I was nodding, but I edged closer and reached out, taking away the vodka from her hand. She didn’t notice. Then I almost started laughing. She’d barely drunk any. Maybe two shots’ worth. “Are you drunk or not? I’m having a hard time telling.”

“I think I’m drunk.”

“You barely touched this.”

Her gaze snapped to the bottle as I raised it, and she looked confused. Her eyebrows came together before she held her hands up, both of them, and gasped. “I didn’t even feel you take that.”

She was drunk.

She raised her gaze back to me, her hands still up in the air. “I parked at Manny’s, grabbed a bottle, and just started walking. I wasn’t paying attention. Dancing, drinking.” Her voice dropped low again. “I’ve never drunk before.”

Whoa.

My head went back an inch. “Never?”

Her eyes still wide, she shook her head at the same time. “Never. I accidentally went to a party once because my boyfriend was the local Uber. He went to pick someone up and I had to go to the bathroom. He thought I went in to stay and join the party.”

I… I had no words. I was quite aware that most of my life, if there was a night I didn’t party, that was the oddity.

“Oh my God. You’re looking at me like I’m a freak.” Her face flooded with color, and she closed her eyes. She was still holding her hands up.
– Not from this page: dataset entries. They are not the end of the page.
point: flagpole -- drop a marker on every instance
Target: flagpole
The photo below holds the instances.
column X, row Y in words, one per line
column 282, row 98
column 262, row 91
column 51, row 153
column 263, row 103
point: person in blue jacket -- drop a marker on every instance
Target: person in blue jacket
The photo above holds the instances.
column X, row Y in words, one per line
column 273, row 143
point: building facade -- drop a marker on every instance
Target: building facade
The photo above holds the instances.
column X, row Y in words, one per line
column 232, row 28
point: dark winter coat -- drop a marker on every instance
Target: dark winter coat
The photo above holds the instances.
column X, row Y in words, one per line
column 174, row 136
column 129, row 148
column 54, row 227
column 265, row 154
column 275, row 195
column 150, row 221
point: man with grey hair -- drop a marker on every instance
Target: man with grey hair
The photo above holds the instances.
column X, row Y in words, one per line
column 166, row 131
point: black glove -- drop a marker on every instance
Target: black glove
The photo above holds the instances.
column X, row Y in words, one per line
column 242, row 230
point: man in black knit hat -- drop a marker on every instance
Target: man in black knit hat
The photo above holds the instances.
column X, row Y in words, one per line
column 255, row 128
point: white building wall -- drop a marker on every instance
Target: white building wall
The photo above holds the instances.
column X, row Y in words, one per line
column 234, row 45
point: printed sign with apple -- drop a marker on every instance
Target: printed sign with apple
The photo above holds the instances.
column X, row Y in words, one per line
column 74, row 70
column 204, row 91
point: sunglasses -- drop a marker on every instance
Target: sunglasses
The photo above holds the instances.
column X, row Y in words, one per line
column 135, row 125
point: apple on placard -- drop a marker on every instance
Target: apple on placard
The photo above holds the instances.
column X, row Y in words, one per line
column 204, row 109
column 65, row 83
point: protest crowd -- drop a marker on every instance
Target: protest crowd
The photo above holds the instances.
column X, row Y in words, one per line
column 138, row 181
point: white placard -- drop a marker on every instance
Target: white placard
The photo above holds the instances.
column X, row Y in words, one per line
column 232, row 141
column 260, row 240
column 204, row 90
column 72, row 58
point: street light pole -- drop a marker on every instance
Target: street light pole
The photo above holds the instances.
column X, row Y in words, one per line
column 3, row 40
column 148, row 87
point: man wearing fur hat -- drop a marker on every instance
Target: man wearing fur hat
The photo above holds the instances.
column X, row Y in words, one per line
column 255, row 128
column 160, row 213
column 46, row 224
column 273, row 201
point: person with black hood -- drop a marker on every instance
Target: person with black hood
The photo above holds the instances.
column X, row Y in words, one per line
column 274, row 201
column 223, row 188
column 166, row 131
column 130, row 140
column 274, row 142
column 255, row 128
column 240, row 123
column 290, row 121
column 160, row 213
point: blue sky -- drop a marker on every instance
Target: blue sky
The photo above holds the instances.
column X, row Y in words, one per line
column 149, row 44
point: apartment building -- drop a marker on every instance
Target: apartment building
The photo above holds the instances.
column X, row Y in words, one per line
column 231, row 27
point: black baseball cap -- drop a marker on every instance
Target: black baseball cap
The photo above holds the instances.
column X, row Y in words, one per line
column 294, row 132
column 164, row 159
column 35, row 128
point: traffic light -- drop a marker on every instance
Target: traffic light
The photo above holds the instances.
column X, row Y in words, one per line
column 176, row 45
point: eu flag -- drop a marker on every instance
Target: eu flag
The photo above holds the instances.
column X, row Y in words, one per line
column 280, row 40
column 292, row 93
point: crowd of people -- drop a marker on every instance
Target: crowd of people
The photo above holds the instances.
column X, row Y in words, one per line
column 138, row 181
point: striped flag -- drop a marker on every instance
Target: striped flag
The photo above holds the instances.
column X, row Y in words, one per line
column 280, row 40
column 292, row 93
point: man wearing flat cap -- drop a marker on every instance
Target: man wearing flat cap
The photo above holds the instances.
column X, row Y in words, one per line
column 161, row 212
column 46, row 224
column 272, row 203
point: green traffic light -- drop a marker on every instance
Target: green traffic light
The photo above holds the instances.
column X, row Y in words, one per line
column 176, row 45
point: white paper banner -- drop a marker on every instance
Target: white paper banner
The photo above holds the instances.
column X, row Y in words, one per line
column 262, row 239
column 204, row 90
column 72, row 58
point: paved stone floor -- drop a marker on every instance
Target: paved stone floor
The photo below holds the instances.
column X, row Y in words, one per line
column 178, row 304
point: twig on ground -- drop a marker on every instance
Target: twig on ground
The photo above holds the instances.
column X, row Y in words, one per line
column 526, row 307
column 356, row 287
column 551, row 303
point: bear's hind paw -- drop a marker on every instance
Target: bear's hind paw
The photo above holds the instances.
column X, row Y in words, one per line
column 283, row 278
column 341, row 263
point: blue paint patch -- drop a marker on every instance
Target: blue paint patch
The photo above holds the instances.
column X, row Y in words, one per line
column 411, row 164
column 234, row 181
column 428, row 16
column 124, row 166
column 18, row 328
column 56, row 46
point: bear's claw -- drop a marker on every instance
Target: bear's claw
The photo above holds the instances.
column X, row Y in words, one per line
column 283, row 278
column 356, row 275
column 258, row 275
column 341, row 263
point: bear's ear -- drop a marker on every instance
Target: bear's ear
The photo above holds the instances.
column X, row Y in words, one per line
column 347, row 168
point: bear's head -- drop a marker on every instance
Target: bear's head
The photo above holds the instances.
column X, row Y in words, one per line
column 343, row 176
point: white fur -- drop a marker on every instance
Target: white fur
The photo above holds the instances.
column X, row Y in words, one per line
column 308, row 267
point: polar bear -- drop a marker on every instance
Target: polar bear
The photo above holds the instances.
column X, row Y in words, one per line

“Okay.” I didn’t know what was going on here, but I moved in, took both her hands, and lowered them for her. She opened her eyes, and there was no reaction that she knew I did that. “Have you eaten today?”

She shook her head.

“You want to eat?”

“Um.” She started chewing on her bottom lip, her eyebrows still pulled together. Then she stopped. Her face cleared. She blinked. “No. I need to keep drinking.” She grabbed my beer and took a long draw. I was waiting for the sputtering, thinking she didn’t realize she reached for the wrong bottle, but nothing came. She kept drinking.

I got fixated on how her throat was working, chugging that down.

She was taking long and slow pulls, and she kept going.

It clicked she just chugged a third of my beer and I had a thirty-two ouncer with me today before I grabbed it back. “Stop.”

She reached for it, stepping with my arm.

I moved, turning and using my body to check her. “No.”